Any time a signal has many spikes that happen very often, it would be considered a high frequency signal. The noise in the above picture looks like it has a high frequency. In contrast, the part of the signal we want looks like it moves in slow waves. This suggests that the data we want is a low frequency. If we want to keep the low frequency data while throwing away the high frequency noise, then we might want to use a low-pass filter. A low pass filter does exactly what its name implies, it allows the low frequencies to pass while blocking the high frequencies. We can look at the graph below and see how well it works.
|Fig 2 - Raw data and a Low Pass Filter|
Above we see in figure 2 what an exponential decay low pass filter looks like when applied to our rough looking raw data. Clearly we have eliminated the high frequency spiky look. Unfortunately, there are two problems with this solution. The first is that the filtered data appears to have been shifted to the right. This indicates that the data is being delayed by the filter which is typical of this kind of filter when it is set to have a strong filtering effect. The second issue is that the data doesn't seem to follow the original data very well. If you look at the four fast oscillation, the red line doesn't seem to reach as high as it should while also not reaching as low as it should. Reducing the strength of this filter would reduce both of these problems, but also allow more noise back into the signal.

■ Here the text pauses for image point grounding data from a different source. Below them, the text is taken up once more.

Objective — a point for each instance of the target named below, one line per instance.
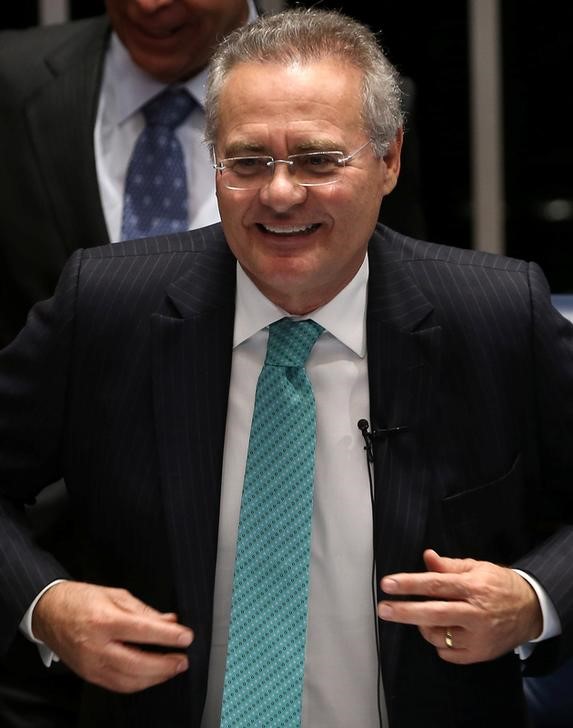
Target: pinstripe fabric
(108, 386)
(48, 183)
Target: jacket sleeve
(551, 561)
(34, 381)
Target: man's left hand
(475, 611)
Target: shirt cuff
(46, 654)
(551, 622)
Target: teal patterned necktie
(267, 633)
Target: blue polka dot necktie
(267, 632)
(155, 195)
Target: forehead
(275, 100)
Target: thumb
(445, 565)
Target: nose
(281, 192)
(150, 6)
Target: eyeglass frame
(342, 162)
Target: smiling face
(172, 40)
(300, 245)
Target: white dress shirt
(340, 682)
(125, 89)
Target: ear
(392, 162)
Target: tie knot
(290, 342)
(170, 108)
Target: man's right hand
(96, 631)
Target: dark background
(429, 43)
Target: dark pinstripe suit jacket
(120, 385)
(50, 79)
(49, 89)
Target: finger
(151, 630)
(426, 584)
(429, 613)
(444, 564)
(124, 668)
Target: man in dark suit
(70, 110)
(136, 382)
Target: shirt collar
(344, 317)
(127, 87)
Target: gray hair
(308, 36)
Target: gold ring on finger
(449, 640)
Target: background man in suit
(71, 114)
(72, 98)
(137, 381)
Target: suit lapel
(191, 370)
(404, 363)
(65, 149)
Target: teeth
(288, 230)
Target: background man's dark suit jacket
(49, 89)
(120, 384)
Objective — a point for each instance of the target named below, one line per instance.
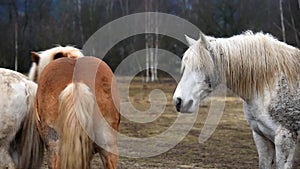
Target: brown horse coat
(97, 77)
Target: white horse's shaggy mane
(249, 62)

After playing with the low pass filter for a while, I concluded that I needed another type of filter as the side effects of the only using a low pass filter were killing the real signal I wanted to preserve. In the spirit of doing things the hard way, I started looking at lists of filters to see if any of them looked like itt could do a better job than the LPF. After looking for a little while I tripped across what is referred to as the Median-Filter. It looked like it had the potential to do exactly what I needed ignore the noise while following the main signal closely. I then did an internet search for "accelerometer data median filter" and found out that this is a very common filter to use for cleaning up accelerometer data. Oops, I could have saved a lot of time with a little research. Below is a graph showing the results.

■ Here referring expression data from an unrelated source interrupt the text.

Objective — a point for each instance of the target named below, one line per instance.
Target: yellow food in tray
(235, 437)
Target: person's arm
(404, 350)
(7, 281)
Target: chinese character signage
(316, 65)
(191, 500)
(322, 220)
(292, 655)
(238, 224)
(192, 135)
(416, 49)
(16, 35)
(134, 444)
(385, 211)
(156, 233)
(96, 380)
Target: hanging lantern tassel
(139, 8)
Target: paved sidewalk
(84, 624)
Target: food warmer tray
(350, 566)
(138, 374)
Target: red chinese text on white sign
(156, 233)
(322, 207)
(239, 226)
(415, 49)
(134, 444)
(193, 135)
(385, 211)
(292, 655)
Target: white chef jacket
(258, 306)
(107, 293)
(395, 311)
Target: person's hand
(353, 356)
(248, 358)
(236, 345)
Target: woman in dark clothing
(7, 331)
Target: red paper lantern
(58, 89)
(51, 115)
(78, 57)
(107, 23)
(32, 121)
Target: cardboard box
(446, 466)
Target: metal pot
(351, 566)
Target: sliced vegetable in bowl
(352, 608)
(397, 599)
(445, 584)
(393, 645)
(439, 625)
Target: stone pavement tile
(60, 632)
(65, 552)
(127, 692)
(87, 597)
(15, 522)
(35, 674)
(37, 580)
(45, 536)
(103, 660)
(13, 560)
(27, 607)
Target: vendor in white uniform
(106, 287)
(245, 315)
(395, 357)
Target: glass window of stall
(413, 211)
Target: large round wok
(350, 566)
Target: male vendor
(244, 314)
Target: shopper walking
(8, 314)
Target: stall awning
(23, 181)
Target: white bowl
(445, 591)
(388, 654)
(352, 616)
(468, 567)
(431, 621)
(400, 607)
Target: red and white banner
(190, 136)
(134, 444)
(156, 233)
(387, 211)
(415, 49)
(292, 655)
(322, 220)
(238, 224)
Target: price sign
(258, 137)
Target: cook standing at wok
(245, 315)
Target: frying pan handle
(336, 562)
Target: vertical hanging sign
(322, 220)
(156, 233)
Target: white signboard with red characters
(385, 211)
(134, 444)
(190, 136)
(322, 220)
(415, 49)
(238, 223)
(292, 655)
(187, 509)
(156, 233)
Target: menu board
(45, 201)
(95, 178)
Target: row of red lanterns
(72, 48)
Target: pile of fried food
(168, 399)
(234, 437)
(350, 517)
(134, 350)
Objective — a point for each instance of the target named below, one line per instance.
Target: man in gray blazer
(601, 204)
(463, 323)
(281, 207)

|Fig 3 - Raw data and a Low Pass Filter|
In figure 3 above, you can see that the median filter does a very good job of following the data while ignoring the noise. I have paired it with a very light low pass filter to help smooth some of the edges that a median filter can naturally create. This filter no longer shifts our data to the right by a significant amount so we can conclude that is is not delaying the signal very much. You can also see that even during the fast oscillations the peak of the filtered data is very close to the same height as the unfiltered data. I have created a graph to make it easy to compare this to the previous aggressive low pass filter.
|Fig 4 - Both Filters|
Clearly the median filter (red line) is doing a much better job of representing the signal we actually want when compared to the low pass filter (yellow line).
|Fig 4 - Final Result|
Here are some random final notes. I wrote the sliding median function myself as I wanted to make sure it ran as fast as possible and I wanted the challenge. There is a library available to do it as well for anyone who doesn't want to go through the work of writing it. I am currently using a 7 sample sliding window for my median filter which seems to be working well with the 800Hz sample rate coming from my accelerometer. Due to the time required to send the data back to the computer while sampling, the above data doesn't represent a true 800Hz sample rate as the serial print function takes a huge amount of time.
That is all for now. Let me know if you have any questions.